Była to siódma wygrana włocławian w tym sezonie w Hali Mistrzów, która nie padła jeszcze pod naporem żadnego przeciwnika, a także dziewiąta w sezonie w ogóle. Biorąc pod uwagę, że w całych poprzednich rozgrywkach Rottweilery wygrały tylko dziesięć meczów, drużyna Igora Milicicia staje przed nie lada okazją zgromadzić tę samą liczbę zwycięstw, ale nie w całym sezonie, lecz na jego półmetku!

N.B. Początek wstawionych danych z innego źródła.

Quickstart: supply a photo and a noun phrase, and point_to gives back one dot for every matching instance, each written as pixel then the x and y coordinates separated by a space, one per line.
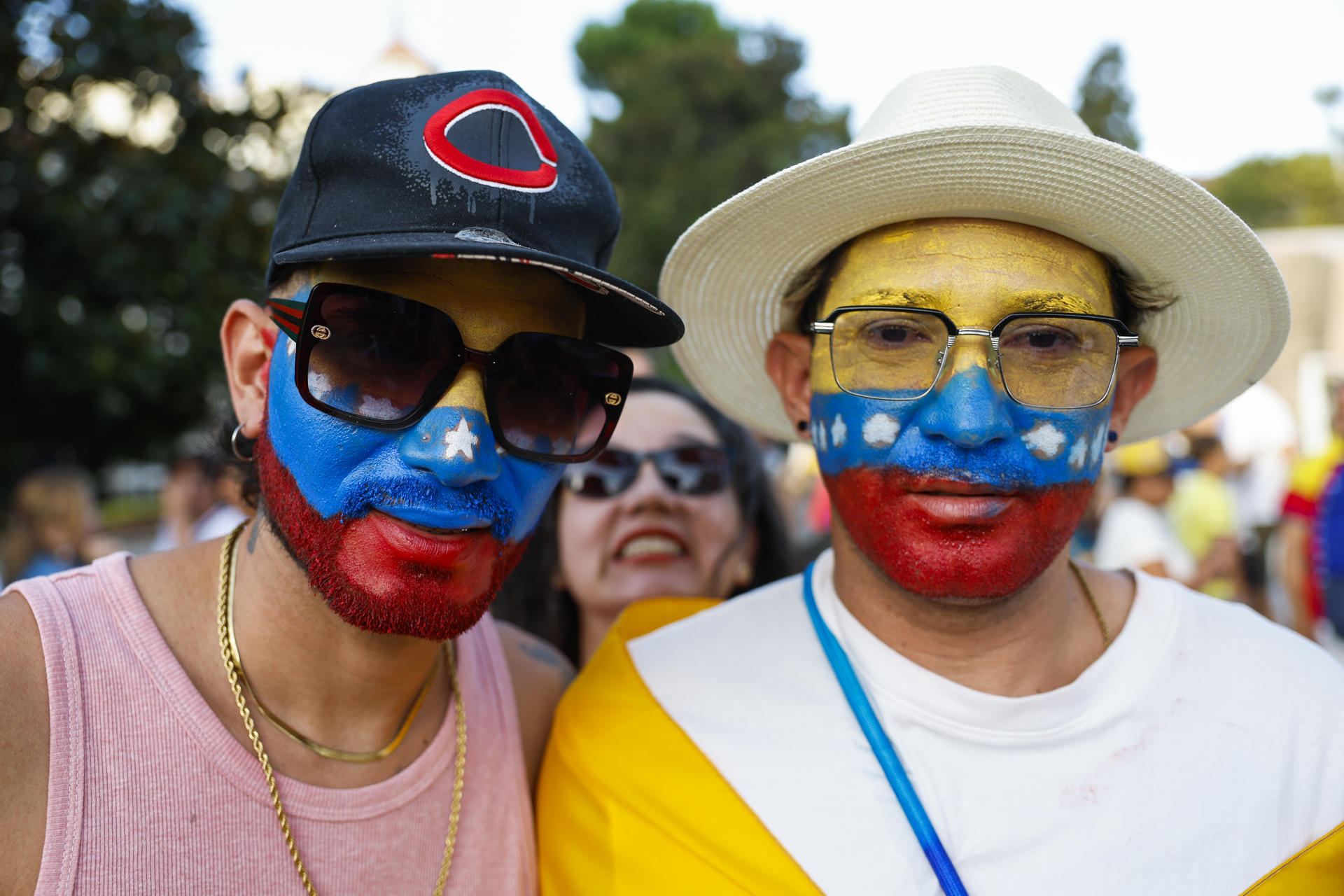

Rywal jednak czeka bardzo wymagający. Polfarmex Kutno to zespół, który legitymuje się tylko niewiele gorszym bilansem, niż włocławianie: osiem wygranych meczów i pięć przegranych. Warto jednak wziąć pod uwagę fakt, że kutnianie zdecydowanie lepiej grali na początku sezonu, niż w ostatnich tygodniach.

W pierwszych siedmiu meczach rozgrywek zespół Jarosława Krysiewicza wygrał sześciokrotnie, natomiast w sześciu ostatnich pojedynkach – tylko dwa razy. Łupem kutnianie padł chimerycznie grający PGE Turów Zgorzelec oraz jeden z najsłabszych zespołów Tauron Basket Ligi, Start Lublin. Nie oznacza to jednak, że Anwil może czuć się pewnie i być postrzeganym jako murowany faworyt spotkania.

Przede wszystkim, w maleńkiej sali gimnastycznej, w której na co dzień trenuje i gra Polfarmex, atmosfera meczów jest niewyobrażalna, a presja wywierana na drużynę przyjezdną – wielka. Ponadto, kutnianie dysponują jednym z najbardziej efektywnych duetów podkoszowych ligi w postaci Mike’a Frasera (9,9 zbiórki na mecz) i Kevina Johnsona (8,8). I właśnie ograniczenie poczynań tego duetu jest jednym z ważniejszych założeń na środowe spotkanie.

Co ciekawe, włocławianie rozpoczęli rok 2015 od zwycięstwa z Polfarmexem Kutno. 3 stycznia w Hali Mistrzów Rottweilery okazały się lepsze od rywala zza miedzy. Czy #GłodniZwycięstw koszykarze Anwilu także zwycięstwem zakończą ten rok?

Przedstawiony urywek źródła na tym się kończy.